N6-methyladenine (6 mA) is a pivotal DNA modification that plays a crucial role in epigenetic regulation, gene expression, and various biological processes. With advancements in sequencing technologies and computational biology, there is an increasing focus on developing accurate methods for 6 mA site identification to enhance early detection and understand its biological significance. Despite the rapid progress of machine learning in bioinformatics, accurately detecting 6 mA sites remains a challenge due to the limited generalizability and efficiency of existing approaches. In this study, we present Deep-N6mA, a novel Deep Neural Network (DNN) model incorporating optimal hybrid features for precise 6 mA site identification. The proposed framework captures complex patterns from DNA sequences through a comprehensive feature extraction process, leveraging k-mer, Dinucleotide-based Cross Covariance (DCC), Trinucleotide-based Auto Covariance (TAC), Pseudo Single Nucleotide Composition (PseSNC), Pseudo Dinucleotide Composition (PseDNC), and Pseudo Trinucleotide Composition (PseTNC). To optimize computational efficiency and eliminate irrelevant or noisy features, an unsupervised Principal Component Analysis (PCA) algorithm is employed, ensuring the selection of the most informative features. A multilayer DNN serves as the classification algorithm to identify N6-methyladenine sites accurately. The robustness and generalizability of Deep-N6mA were rigorously validated using fivefold cross-validation on two benchmark datasets. Experimental results reveal that Deep-N6mA achieves an average accuracy of 97.70% on the F. vesca dataset and 95.75% on the R. chinensis dataset, outperforming existing methods by 4.12% and 4.55%, respectively. These findings underscore the effectiveness of Deep-N6mA as a reliable tool for early 6 mA site detection, contributing to epigenetic research and advancing the field of computational biology.

Abstract Image

查看原文本刊更多论文

基于深度学习和判别特征集成的n6 -甲基腺嘌呤识别。

n6 -甲基腺嘌呤（n6 - methylladenine, 6ma）是一种关键的DNA修饰，在表观遗传调控、基因表达和各种生物过程中起着至关重要的作用。随着测序技术和计算生物学的进步，人们越来越关注开发准确的6ma位点鉴定方法，以提高早期发现和了解其生物学意义。尽管机器学习在生物信息学领域进展迅速，但由于现有方法的通用性和效率有限，准确检测6ma位点仍然是一个挑战。在这项研究中，我们提出了Deep- n6ma，这是一种新型的深度神经网络（DNN）模型，结合了精确识别6ma位点的最佳混合特征。该框架利用k-mer、基于二核苷酸的交叉协方差（DCC）、基于三核苷酸的自协方差（TAC）、伪单核苷酸组成（PseSNC）、伪二核苷酸组成（PseDNC）和伪三核苷酸组成（PseTNC），通过综合特征提取过程捕获DNA序列的复杂模式。为了优化计算效率并消除不相关或有噪声的特征，采用无监督主成分分析（PCA）算法，确保选择最具信息量的特征。多层深度神经网络作为分类算法，可以准确识别n6 -甲基腺嘌呤位点。在两个基准数据集上使用五倍交叉验证严格验证了Deep-N6mA的鲁棒性和泛化性。实验结果表明，Deep-N6mA在F. vesca和R. chinensis数据集上的平均准确率分别达到97.70%和95.75%，分别比现有方法高4.12%和4.55%。这些发现强调了Deep-N6mA作为早期6ma位点检测的可靠工具的有效性，有助于表观遗传学研究和推进计算生物学领域。

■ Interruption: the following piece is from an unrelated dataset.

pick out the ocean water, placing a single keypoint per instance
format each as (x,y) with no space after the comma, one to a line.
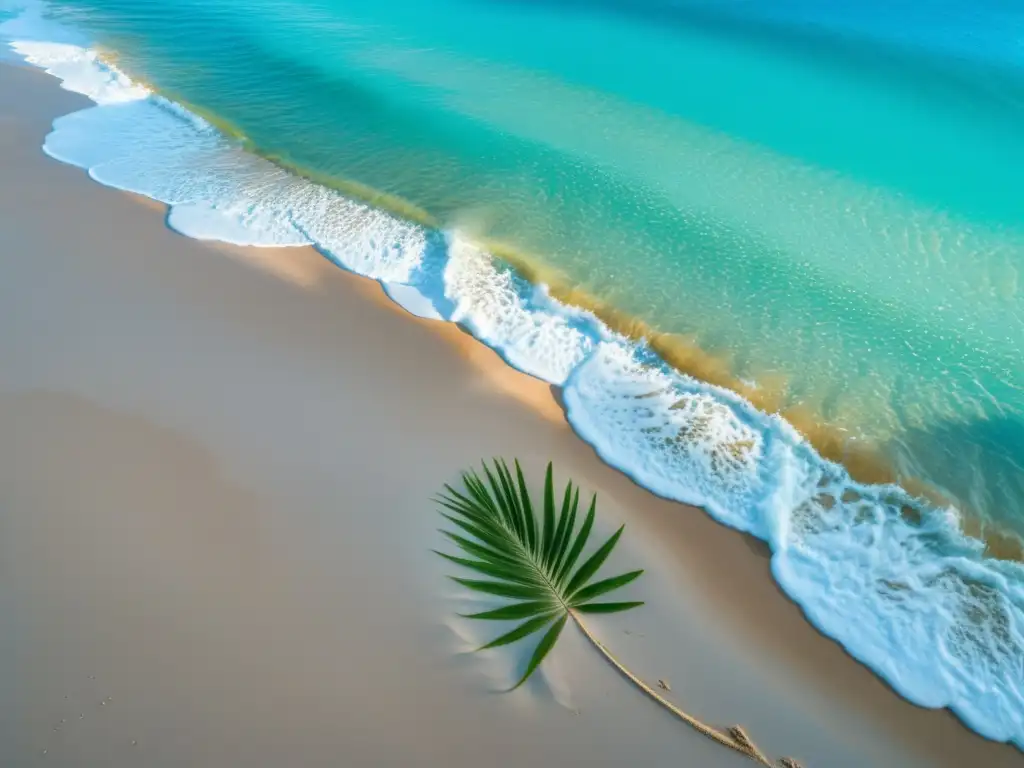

本文章由计算机程序翻译，如有差异，请以英文原文为准。

求助全文

约1分钟内获得全文求助全文

来源期刊

BMC Medical Genomics 医学-遗传学

CiteScore

3.90

自引率

0.00%

发文量

243

审稿时长

3.5 months

期刊介绍： BMC Medical Genomics is an open access journal publishing original peer-reviewed research articles in all aspects of functional genomics, genome structure, genome-scale population genetics, epigenomics, proteomics, systems analysis, and pharmacogenomics in relation to human health and disease.